Okija and beyond: How did it come to this?
The bizarre case of 21st
century human
sacrifice in the Okija forests of Anambra state, where the skulls and corpses of more than 50 people were discovered, is a chilling reminder that all is not well with this nation. Considering the regular reports of ritual murders in the Nigerian media, perhaps it is apt to start by observing that the Anambra shrine killings may simply represent a tip of the iceberg. It is apparent that these murders have been going on across the country in the secretive wombs of dense forests and behind fortified mansions. Just some few days ago, for example, the Daily Trust reported that suspected ritual killers had murdered a 12-year old girl, Habiba Usman, in Bauchi state.
In recent years, Nigerians have even started exporting such ritual murders to other parts of the world. For instance, about three years ago, the torso of an unidentified boy simply named ‘Boy Adam’ was found floating in the River Thames in London. The British police investigating the case believe that the boy was a victim of a ritual killing after being brought from southwestern Nigeria to Britain. While cases of ritual murders are not strange to this nation, the Okija shrine killings represented one of the most horrifying examples of this national malady. It is a wake up call on a complacent nation. In retrospect, we must continue to ask ourselves: how and why did it come to this? I consider some reasons why.
First, over the years, many innocent people, especially children, such as the late Habiba Usman, have been disappearing with alarming frequency and nothing tangible seems to be done by our law enforcement agents to track down and punish the criminals. In the absence of any plausible police explanations as to why, how and where “missing people” have been going missing, it is safe to conclude that such people, particularly the children, have been victims of coldhearted ritual killings. Contrast the tepid attitude of our security services to the frightening cases of ritual murders, with the determined efforts of the British police to track down and punish those suspected of murdering ‘Boy Adam’. The laxity of our security services in dealing with horrendous cases of ritual murders may be partly explained by professional incompetence, partly by lack of proper equipment and poor motivation, and partly by police corruption. More often than not, these factors mutually reinforce each other, creating an atmosphere of lawlessness.
The main explanation may however be located in the fact that the criminals and their accomplices often belong to the cream of society. And in Nigeria, those who make the law are often the first to break and get away with it. Consider, for example, the shocking revelation that some of those who patronised the dreaded Okija shrines in Anambra state, where the recent ritual killings were discovered, included businessmen, civil servants, high ranking members of the security forces and of course, politicians! Similarly, some twenty- four years ago, the report of the Tribunal of Inquiry into the Kano Maitatsine disturbances made a poignant observation: “Evidence before the Tribunal indicated that some people benefited from the spiritual services of Muhammadu Marwa (Maitatsine). Looking at the number and position of people who patronised him, there was no doubt that Maitatsine considered himself immune from being touched or challenged by anybody, and this encouraged him to continue with his acts of terrorising people”. Maitatsine and his bunch of vicious followers were believed to have slaughtered hundreds of innocent people; and they were able to perpetrate their atrocities partly because, as in the Anambra case, the cream of society constituted the chief clients.

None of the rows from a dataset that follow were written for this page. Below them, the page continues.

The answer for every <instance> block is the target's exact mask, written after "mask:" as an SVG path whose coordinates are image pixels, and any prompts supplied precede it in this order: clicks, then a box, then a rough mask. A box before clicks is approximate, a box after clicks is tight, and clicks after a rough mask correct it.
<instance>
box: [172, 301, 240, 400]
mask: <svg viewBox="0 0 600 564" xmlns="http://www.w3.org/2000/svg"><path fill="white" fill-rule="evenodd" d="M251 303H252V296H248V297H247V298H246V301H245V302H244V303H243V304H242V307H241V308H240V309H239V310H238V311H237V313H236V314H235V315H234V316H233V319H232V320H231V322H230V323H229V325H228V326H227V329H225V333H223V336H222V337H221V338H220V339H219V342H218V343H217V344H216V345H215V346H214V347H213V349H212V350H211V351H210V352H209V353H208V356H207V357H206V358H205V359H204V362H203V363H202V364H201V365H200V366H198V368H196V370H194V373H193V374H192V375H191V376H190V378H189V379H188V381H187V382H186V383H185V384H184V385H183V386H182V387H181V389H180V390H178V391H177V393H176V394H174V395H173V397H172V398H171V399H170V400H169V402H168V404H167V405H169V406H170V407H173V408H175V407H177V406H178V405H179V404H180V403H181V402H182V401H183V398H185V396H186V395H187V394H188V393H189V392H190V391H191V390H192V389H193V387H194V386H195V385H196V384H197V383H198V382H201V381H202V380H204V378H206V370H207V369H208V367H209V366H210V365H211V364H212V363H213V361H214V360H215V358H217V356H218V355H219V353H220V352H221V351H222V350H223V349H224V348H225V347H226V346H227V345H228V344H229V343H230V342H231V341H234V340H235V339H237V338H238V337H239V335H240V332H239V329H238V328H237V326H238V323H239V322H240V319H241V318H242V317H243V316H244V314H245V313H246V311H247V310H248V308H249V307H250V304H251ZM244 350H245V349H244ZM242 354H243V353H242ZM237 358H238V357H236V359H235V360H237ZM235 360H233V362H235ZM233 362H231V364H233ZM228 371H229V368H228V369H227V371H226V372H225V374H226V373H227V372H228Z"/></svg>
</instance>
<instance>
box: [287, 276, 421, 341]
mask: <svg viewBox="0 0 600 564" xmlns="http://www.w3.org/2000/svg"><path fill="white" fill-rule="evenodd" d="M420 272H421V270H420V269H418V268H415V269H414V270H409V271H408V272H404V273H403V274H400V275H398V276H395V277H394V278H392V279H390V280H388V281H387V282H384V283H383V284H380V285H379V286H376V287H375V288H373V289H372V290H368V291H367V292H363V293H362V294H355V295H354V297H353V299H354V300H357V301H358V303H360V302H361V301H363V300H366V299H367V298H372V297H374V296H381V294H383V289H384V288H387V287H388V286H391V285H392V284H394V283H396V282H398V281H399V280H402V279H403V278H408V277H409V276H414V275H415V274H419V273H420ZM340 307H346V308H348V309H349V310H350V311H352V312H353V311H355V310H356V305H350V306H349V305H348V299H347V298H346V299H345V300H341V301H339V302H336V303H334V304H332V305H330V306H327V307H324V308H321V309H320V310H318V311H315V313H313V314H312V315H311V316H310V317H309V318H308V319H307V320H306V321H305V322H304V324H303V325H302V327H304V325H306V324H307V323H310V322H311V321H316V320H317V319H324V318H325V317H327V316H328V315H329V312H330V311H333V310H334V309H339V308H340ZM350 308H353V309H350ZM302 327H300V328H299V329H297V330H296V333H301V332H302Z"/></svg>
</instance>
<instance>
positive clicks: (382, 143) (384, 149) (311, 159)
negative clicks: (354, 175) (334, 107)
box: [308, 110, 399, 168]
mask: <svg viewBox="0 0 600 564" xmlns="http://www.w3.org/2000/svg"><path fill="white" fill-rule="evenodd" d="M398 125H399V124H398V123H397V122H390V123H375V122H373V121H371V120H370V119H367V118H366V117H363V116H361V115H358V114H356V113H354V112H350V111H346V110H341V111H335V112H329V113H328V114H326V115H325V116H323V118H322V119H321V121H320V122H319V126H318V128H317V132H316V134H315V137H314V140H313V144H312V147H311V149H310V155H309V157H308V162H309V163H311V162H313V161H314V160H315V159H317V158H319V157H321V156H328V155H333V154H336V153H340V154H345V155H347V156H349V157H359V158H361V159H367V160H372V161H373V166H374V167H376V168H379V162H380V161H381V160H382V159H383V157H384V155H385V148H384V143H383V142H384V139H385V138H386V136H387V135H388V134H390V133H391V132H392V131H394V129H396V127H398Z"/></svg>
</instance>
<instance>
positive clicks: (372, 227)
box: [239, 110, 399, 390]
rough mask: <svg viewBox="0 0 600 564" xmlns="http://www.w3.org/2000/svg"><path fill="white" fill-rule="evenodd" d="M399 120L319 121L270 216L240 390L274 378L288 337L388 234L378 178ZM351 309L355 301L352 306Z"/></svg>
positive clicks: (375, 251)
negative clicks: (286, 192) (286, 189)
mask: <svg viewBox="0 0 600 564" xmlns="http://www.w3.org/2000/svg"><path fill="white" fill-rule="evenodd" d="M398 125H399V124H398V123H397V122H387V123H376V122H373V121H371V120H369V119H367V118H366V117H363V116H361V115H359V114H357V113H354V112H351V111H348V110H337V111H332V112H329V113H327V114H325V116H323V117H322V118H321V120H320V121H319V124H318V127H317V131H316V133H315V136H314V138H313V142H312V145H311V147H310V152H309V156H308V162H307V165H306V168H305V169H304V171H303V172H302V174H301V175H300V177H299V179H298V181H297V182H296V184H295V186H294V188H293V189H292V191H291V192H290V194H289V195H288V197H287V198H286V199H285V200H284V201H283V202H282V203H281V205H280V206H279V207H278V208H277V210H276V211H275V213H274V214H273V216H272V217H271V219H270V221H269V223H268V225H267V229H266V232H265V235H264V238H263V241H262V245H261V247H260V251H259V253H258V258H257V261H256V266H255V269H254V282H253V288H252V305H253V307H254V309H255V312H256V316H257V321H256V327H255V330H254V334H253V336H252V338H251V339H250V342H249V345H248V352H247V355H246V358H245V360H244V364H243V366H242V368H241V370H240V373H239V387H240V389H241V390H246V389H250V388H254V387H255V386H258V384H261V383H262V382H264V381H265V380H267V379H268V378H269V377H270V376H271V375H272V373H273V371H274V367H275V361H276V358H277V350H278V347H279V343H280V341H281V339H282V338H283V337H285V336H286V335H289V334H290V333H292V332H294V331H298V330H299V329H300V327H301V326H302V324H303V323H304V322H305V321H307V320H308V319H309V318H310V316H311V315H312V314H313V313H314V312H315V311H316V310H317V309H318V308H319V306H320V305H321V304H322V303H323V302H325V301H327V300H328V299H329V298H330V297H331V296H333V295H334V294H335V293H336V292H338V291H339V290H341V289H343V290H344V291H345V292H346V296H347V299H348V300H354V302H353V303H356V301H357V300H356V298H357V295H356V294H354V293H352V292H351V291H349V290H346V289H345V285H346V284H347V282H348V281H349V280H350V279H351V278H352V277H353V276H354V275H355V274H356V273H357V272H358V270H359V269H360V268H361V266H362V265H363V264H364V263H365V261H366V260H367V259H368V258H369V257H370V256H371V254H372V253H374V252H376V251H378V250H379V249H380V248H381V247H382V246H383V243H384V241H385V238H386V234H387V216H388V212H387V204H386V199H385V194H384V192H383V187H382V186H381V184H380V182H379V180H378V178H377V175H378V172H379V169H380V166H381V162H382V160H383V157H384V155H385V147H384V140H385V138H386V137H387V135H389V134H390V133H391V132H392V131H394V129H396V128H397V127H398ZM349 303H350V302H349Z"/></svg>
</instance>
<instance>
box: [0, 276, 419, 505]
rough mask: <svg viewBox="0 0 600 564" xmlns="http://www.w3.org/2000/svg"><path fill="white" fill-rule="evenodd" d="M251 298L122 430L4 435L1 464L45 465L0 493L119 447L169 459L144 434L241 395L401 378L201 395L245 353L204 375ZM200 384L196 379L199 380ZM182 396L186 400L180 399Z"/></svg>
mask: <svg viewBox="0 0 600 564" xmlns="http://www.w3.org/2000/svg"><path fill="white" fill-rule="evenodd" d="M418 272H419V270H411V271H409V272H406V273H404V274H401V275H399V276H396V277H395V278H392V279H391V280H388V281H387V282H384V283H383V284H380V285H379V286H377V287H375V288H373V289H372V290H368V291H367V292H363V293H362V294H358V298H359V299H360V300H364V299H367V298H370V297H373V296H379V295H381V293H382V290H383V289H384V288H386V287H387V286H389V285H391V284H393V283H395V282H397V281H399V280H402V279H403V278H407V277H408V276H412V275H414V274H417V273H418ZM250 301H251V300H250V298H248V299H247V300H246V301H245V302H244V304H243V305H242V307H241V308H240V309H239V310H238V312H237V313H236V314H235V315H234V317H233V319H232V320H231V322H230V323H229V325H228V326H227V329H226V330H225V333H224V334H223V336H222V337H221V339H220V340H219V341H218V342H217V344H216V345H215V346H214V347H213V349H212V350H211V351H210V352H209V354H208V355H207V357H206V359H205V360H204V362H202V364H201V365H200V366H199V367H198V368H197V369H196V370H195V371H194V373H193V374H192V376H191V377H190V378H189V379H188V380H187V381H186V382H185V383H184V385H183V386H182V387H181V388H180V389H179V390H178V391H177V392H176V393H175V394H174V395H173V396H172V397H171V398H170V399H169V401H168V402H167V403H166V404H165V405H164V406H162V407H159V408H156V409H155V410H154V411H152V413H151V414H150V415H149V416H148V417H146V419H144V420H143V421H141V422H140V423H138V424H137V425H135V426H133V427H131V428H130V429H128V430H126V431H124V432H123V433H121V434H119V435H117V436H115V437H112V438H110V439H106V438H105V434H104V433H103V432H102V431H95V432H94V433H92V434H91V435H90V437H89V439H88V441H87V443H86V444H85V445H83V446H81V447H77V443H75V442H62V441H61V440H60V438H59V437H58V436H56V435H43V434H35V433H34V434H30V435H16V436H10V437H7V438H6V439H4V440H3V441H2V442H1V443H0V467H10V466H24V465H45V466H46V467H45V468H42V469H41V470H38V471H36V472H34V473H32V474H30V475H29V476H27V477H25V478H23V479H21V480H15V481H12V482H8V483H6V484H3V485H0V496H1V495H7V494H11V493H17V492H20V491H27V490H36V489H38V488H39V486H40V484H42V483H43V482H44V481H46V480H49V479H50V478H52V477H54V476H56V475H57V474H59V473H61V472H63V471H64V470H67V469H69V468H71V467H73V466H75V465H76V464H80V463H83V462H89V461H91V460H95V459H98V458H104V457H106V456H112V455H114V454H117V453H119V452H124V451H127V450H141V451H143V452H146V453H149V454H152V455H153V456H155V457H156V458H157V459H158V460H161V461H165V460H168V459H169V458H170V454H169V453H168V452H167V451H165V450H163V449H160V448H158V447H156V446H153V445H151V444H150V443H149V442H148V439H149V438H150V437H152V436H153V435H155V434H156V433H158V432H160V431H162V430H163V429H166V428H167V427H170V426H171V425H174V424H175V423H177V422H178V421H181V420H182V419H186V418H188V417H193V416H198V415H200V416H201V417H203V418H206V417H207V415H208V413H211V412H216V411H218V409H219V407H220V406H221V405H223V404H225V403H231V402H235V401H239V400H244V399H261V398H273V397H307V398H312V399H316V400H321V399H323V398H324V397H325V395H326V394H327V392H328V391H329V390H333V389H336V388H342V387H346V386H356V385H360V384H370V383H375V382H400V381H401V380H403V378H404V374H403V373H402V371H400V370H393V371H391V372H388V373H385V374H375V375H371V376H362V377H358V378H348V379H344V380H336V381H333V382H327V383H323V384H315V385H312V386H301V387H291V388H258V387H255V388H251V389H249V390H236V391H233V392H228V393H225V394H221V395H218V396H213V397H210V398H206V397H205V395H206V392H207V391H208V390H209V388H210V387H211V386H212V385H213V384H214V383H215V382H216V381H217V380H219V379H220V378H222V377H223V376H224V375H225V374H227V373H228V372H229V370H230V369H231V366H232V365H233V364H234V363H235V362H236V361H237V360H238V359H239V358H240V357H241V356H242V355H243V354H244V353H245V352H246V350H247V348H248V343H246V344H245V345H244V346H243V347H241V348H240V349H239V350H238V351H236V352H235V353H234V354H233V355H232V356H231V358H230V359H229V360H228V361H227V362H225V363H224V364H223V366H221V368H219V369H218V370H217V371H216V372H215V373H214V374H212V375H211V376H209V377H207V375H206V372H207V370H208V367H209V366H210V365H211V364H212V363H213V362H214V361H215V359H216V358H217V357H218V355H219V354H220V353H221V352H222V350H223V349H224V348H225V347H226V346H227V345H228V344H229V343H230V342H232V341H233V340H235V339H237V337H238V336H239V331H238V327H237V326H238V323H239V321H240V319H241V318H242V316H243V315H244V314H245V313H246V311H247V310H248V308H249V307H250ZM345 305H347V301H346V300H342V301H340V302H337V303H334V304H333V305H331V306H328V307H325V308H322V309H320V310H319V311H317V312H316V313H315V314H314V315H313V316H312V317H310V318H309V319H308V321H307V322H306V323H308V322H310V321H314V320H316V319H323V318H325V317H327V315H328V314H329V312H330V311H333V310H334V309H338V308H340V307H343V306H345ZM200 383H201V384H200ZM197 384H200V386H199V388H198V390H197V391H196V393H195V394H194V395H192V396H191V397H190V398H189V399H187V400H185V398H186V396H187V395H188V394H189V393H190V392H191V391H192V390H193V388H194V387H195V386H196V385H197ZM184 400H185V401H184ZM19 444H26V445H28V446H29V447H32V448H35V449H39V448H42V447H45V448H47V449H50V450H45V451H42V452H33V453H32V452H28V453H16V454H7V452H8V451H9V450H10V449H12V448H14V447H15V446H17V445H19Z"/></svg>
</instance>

Secondly, another fundamental issue arising from the Anambra killings (and the Maitatsine episode of the 1980s) is the question as to why and how Nigerian Christians and Muslims, who have supposedly professed a firm faith in God, turn their back and worship in fetish shrines or seek spiritual powers from murderous cult groups? Apparently many of those who patronise the Okija shrines “in respect and fear” also profess to be Christians; just as many of those who were found to be seeking spiritual powers from Maitatsine, claimed allegiance to the Islamic faith. Nigerians are a bunch of deceitful people. They preach piety while practicing impiety. They claim to be men and women of God while dining and wining with the devil. But they deceive none other than themselves.
Thirdly, the Anambra killings showed how crass materialism has consumed this nation, and the endless struggle for power has drained the faith of its people. In this nation, the end justifies the means and nobody seems to care how wealth is accumulated and power is bought with it. Which is why people are ready to go to any extent to enable them better their economic and financial conditions or destroy perceived rivals. And the nation appears to be in dearth of sincere moral shepherds. Indeed, the shepherds have wandered away with the herd, and got lost in dense and frightening forests of moral perversion, where hungry for the dross of this world and driven by a capricious herd instinct; the people feed on each other. The citizens go on struggling day and night trying to outdo each other, thinking that it is the way, the only way to happiness. Yet, as the British philosopher, Bertrand Russell, reminded us many years ago in his The Unhappy American Way “There is a general theory as to what makes for happiness and this theory is false. Life is conceived as a competitive struggle in which felicity consists in getting ahead of your neighbour...” While competition is not bad, and indeed, should be encouraged if it is a healthy one; the sort of competition, which has uprooted all sources of morality and gnawed at the very foundation of society can only lead us to a dead-end.